Of the [Cu2O]2+ methane C–H activation
intermediates that we examined, only [Cu–O(H)(H)–Cu]
and [Cu–O(H)(CH3)–Cu] have spectra that match
experimental observations. After methane activation, the μ-oxo
2p orbitals lose two electrons and become hybridized with methanol
C 2p orbitals and/or H 1s orbitals. The frontier unoccupied orbitals become more Cu
4s/4p Rydberg-like, reducing overlap with occupied orbitals. These
effects cause the disappearance of the 22 700 cm–1 peak. For [Cu3O3]2+, the exact
structures of the species formed after methane activation are unknown.

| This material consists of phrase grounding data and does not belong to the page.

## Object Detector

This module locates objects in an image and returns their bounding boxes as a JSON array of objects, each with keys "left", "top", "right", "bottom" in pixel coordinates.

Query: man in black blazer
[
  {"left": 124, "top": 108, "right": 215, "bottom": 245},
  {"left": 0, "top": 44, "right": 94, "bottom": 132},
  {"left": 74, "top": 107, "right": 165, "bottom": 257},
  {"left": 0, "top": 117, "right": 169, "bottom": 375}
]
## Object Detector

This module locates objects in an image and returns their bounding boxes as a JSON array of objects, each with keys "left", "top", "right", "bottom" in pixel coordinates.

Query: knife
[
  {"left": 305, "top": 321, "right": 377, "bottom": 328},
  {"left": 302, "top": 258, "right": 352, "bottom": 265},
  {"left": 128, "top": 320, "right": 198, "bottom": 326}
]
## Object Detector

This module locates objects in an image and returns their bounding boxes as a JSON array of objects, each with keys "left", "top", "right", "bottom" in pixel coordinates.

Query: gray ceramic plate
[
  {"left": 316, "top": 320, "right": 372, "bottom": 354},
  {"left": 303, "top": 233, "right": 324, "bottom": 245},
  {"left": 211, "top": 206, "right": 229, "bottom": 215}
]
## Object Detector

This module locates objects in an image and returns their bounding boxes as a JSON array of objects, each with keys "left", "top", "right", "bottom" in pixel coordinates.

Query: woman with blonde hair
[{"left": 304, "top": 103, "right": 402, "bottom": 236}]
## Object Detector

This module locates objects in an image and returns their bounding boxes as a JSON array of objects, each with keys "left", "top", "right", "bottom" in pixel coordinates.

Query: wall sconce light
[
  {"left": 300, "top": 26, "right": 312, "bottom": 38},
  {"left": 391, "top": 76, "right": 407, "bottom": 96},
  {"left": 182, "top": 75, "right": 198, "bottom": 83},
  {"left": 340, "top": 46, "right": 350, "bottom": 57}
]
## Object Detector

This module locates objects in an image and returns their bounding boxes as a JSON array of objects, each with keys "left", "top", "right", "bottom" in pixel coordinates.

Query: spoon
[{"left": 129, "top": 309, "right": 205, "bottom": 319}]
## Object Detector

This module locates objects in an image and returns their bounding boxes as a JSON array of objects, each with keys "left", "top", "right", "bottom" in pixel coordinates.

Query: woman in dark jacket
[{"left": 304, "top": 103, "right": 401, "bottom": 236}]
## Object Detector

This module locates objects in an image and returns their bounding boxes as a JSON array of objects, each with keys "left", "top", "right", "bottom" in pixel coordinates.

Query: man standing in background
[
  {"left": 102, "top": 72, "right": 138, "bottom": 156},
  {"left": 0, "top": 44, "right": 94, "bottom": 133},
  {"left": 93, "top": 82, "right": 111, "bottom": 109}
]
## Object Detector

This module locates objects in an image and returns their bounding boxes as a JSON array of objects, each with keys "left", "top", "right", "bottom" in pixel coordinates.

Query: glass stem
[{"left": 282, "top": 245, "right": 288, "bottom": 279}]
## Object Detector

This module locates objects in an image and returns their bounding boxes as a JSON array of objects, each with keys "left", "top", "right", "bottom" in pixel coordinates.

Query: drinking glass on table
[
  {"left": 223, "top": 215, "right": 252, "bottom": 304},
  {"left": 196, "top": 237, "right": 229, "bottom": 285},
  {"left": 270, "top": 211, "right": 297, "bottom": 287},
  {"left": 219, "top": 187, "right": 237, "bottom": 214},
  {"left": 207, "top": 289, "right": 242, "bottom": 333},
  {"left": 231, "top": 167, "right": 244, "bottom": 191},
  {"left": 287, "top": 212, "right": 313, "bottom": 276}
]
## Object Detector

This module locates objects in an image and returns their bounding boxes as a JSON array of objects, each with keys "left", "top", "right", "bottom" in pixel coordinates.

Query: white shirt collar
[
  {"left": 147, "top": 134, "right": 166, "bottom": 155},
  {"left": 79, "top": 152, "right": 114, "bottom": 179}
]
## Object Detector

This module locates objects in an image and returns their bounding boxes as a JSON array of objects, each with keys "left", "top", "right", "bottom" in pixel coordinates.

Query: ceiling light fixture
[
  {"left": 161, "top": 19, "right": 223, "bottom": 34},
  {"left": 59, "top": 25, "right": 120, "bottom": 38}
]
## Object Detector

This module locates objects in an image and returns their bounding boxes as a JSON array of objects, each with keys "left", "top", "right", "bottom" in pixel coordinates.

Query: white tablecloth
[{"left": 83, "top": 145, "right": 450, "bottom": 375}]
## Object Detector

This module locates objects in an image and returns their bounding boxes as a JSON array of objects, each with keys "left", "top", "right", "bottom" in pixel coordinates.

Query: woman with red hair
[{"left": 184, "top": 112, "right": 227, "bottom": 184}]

Thus, we considered eight possible structures. Several of these provide
a significant decrease in intensity near 23 000–38 000
cm–1, as seen experimentally. Notably, these species
involve either rebound of the separated methyl to a μ-oxo atom
or its remote stabilization at a Brønsted acid site in exchange
for the acidic proton. These spectral changes are caused by the same
mechanism seen in [Cu2O]2+ and are likely responsible
for the observed reduced intensities near 23 000–38 000
cm–1. Thus, TDA-DFT calculations with ωB2PLYP
provide a molecular-level understanding of the evolution of copper-oxo
active sites during methane-to-methanol conversion.